Ramos volvió a intervenir:

“Martínez llegó aquí en 2012 inicialmente para unas vacaciones de dos semanas, pero lleva aquí 3 años.“

Todos los días teníamos que trabajar. Era un trabajo absurdo e inútil: pintar las paredes del presidio. Un día teníamos que pintarlas en azul, otro en verde, otro en rojo… ¡Las mismas paredes que habíamos pintado el día anterior! ¡Qué absurdo!

Sin embargo, no teníamos posibilidad de hacer otra cosa. Si alguien no trabajaba, no comía, y si protestaba, era conducido a una celda de detención, aislado, a pan y agua. Al comenzar la segunda semana fui testigo de una protesta. Un turista canadiense -un hombre afable de piel rosada que había venido en busca de unas vacaciones extremas- se desesperó mientras pintaba una puerta de color naranja, y dijo que quería marcharse inmediatamente.

Ramos le contestó inmediatamente:

“¡McCoy, usted ha firmado un contrato con nuestra empresa!”
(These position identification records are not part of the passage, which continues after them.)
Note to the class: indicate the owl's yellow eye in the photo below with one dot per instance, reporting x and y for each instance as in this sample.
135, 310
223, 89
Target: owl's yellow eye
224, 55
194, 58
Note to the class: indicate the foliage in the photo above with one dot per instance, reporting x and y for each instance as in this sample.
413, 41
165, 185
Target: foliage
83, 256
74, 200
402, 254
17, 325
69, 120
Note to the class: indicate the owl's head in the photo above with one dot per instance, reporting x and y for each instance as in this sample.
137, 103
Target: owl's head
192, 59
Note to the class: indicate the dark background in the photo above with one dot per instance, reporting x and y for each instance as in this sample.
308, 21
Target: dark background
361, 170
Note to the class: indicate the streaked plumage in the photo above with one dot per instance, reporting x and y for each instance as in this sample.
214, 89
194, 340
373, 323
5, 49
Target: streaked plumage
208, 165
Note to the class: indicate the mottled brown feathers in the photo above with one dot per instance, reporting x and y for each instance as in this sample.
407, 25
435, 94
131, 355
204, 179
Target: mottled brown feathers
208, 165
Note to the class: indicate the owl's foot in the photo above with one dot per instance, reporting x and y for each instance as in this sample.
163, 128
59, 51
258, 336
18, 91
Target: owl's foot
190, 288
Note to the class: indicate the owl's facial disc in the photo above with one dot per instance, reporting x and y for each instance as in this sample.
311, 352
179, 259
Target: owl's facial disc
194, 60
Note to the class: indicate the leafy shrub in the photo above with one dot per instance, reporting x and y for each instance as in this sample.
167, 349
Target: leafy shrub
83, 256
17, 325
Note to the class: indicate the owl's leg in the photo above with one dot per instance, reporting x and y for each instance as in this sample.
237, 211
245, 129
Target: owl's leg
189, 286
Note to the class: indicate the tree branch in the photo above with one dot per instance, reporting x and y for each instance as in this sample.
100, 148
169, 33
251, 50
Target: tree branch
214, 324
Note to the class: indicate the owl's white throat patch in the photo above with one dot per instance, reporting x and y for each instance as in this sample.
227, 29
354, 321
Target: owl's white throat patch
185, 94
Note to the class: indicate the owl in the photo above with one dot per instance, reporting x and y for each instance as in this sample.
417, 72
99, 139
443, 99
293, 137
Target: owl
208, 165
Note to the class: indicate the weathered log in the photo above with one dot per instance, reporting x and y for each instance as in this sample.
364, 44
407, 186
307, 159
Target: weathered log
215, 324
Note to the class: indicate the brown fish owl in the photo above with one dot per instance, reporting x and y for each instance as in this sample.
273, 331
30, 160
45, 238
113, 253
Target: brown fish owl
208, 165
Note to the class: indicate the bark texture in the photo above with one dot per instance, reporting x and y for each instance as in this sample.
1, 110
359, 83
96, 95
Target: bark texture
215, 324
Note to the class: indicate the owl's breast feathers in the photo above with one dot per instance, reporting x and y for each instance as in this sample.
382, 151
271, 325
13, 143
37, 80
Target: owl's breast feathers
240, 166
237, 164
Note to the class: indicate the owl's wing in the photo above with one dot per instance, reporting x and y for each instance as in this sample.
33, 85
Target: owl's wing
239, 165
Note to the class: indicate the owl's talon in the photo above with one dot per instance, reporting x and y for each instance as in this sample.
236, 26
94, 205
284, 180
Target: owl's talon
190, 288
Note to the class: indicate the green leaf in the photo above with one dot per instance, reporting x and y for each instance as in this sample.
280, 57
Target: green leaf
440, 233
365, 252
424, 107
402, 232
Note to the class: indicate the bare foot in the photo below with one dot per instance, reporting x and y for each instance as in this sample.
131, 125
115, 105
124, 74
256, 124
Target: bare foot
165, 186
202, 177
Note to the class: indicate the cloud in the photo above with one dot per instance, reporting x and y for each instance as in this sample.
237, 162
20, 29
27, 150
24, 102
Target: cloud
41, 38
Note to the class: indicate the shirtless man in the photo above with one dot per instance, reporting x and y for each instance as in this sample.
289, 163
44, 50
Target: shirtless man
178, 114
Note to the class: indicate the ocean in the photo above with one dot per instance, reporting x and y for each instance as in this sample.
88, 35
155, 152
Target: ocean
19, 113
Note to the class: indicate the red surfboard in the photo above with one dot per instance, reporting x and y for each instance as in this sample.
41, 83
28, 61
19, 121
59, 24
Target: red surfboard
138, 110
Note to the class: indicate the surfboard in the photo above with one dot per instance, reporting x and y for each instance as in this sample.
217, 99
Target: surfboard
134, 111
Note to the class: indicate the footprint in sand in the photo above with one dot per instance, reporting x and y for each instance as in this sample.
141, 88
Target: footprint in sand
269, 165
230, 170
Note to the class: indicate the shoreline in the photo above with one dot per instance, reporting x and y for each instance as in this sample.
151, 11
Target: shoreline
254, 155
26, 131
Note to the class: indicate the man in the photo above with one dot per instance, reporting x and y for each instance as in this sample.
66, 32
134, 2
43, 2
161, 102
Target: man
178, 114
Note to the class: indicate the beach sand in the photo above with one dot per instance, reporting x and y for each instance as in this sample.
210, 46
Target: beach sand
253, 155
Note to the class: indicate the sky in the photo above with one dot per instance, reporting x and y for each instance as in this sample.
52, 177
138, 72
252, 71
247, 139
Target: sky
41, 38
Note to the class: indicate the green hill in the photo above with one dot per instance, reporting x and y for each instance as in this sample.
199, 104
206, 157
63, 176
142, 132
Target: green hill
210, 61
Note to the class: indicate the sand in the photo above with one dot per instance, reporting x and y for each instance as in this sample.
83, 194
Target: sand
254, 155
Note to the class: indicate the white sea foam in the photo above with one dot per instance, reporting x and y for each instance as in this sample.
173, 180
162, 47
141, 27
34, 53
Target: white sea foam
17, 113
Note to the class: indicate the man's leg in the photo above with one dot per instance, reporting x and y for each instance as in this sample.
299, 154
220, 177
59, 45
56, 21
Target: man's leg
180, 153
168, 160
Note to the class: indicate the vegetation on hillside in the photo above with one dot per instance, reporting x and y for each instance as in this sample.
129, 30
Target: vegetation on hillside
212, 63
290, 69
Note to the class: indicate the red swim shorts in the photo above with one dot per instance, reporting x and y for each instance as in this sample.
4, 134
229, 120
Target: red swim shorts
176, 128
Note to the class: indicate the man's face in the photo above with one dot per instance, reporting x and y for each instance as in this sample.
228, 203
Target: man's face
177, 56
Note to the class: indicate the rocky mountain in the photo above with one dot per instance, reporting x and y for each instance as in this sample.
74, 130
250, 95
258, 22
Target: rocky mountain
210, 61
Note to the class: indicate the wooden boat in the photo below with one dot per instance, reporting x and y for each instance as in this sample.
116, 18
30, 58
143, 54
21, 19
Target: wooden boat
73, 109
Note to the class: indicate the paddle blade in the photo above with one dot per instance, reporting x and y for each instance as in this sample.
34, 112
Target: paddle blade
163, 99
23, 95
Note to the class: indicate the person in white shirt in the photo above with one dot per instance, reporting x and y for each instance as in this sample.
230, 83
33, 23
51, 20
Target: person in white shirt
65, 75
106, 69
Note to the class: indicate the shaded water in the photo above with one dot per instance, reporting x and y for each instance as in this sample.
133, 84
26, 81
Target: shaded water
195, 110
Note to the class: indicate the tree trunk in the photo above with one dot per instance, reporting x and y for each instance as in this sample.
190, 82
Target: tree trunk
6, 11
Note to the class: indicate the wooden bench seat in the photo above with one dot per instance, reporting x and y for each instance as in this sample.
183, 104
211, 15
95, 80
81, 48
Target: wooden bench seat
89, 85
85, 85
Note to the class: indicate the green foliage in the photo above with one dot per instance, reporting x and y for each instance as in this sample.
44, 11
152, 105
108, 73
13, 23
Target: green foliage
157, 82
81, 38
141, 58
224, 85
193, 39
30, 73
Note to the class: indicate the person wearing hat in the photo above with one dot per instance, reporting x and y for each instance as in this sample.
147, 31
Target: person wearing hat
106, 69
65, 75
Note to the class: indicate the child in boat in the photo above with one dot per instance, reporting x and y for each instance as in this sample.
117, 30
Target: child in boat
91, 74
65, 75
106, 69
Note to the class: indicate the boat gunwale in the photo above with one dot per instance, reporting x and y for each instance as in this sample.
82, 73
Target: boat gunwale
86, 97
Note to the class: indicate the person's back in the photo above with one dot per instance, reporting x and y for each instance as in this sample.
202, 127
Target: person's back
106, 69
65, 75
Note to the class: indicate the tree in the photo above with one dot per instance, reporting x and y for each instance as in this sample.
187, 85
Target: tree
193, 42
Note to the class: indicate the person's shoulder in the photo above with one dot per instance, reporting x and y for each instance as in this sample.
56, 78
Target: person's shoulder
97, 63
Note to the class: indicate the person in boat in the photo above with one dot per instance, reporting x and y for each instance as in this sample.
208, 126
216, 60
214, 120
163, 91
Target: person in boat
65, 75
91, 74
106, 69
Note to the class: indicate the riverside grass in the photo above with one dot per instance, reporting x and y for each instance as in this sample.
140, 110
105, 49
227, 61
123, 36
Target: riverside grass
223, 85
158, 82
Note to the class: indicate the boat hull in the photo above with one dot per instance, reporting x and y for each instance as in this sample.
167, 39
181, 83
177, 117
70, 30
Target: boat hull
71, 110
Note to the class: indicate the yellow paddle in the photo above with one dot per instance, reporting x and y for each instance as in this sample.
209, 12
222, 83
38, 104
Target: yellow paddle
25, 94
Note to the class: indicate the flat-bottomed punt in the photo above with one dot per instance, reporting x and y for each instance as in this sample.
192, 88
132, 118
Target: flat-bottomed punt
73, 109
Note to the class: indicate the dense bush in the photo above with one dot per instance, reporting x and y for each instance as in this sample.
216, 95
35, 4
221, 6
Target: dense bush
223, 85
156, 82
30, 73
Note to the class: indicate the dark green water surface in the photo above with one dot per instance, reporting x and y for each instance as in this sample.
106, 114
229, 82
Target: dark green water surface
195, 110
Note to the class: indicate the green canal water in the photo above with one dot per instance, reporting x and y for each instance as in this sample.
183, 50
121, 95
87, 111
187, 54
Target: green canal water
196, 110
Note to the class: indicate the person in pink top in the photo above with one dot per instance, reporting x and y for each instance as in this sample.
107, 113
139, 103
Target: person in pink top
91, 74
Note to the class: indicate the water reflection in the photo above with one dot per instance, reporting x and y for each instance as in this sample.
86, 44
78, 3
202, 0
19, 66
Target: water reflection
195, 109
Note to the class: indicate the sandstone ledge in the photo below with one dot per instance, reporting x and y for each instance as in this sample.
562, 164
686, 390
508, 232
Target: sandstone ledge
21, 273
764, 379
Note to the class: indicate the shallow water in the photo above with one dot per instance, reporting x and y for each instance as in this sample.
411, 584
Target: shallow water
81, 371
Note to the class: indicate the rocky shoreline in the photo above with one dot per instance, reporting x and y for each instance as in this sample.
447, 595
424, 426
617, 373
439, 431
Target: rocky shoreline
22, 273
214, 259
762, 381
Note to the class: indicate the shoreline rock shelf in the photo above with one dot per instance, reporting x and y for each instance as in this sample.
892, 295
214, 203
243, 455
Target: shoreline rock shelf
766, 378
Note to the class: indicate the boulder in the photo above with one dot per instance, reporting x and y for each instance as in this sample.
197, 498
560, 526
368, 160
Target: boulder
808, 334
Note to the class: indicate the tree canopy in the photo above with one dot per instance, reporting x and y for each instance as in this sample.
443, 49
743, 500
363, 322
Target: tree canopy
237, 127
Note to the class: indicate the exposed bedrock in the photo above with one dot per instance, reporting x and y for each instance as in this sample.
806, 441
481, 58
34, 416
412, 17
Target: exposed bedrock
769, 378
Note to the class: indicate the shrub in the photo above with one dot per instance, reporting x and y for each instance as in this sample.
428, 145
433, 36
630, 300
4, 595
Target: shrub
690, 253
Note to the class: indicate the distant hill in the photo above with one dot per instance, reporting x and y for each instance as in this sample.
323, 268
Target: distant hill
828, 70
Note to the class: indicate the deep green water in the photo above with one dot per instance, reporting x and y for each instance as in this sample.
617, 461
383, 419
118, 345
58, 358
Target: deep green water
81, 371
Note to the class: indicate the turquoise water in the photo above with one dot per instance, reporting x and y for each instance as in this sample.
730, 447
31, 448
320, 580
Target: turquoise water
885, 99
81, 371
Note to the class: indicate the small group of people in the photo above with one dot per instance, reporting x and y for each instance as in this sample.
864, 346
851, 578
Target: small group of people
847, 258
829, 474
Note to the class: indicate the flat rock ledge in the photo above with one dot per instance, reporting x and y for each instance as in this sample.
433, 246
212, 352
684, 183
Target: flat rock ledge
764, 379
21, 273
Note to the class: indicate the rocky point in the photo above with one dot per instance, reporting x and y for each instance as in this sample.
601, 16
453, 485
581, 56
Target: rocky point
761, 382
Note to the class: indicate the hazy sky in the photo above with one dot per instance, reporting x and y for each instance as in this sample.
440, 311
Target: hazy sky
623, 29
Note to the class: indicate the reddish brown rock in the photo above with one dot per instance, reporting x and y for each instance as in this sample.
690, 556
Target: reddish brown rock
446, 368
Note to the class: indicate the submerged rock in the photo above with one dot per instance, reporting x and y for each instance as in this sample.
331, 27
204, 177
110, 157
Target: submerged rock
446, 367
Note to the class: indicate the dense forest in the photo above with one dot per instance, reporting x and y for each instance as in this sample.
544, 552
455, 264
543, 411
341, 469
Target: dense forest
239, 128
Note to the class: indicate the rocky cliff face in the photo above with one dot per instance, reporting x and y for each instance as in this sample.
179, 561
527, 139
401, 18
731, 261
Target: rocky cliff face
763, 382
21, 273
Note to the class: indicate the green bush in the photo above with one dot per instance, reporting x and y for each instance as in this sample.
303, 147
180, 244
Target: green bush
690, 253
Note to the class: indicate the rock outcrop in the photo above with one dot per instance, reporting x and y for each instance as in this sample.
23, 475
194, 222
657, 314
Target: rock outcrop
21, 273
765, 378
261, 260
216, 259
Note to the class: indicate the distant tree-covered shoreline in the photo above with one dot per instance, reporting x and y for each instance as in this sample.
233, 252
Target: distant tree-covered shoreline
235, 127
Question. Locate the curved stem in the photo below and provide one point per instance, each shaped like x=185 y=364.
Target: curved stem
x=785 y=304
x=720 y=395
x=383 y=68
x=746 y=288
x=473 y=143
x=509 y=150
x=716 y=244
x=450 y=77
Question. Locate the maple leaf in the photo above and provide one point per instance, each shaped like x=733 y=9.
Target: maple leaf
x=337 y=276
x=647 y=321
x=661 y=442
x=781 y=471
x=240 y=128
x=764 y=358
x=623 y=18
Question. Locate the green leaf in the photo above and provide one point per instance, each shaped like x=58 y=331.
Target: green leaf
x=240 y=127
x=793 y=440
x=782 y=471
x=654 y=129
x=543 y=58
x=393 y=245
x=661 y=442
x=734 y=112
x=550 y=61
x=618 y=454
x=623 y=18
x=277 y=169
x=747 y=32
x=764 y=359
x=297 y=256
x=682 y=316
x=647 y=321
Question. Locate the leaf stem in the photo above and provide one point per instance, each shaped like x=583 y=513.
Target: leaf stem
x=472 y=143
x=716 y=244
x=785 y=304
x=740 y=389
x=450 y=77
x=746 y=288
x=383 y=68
Piqué continuó clarificando la situación:

“¡Sin familia! ¡Sin amigos! ¡Sin internet! ¡Silencio y tranquilidad total! ¡Bonitas vistas al mar! ¡Viva la experiencia de un prisionero“

El pobre hombre no pudo decir nada. Ramos y Piqué lo llevaron, entre el laberinto de pasillos de la prisión, a su celda de castigo.

Un día antes de terminar las dos semanas de vacaciones, Ramos y Piqué me llevaron a la oficina del director para “la lección“.

El director, que se llamaba Iniesta, era un hombre pequeño y calvo con un gato que sostenía con el brazo izquierdo. 

“Señor Fernández“, me preguntó, “¿qué opina del trabajo y de la rutina?“

Sólo había una respuesta posible:

“La rutina es buena. El trabajo diario es importante.“

“Muy bien, señor Fernández“ me dijo mientras le daba una sardina a su gato, “Usted ha aprendido la lección, y puede volver a casa“.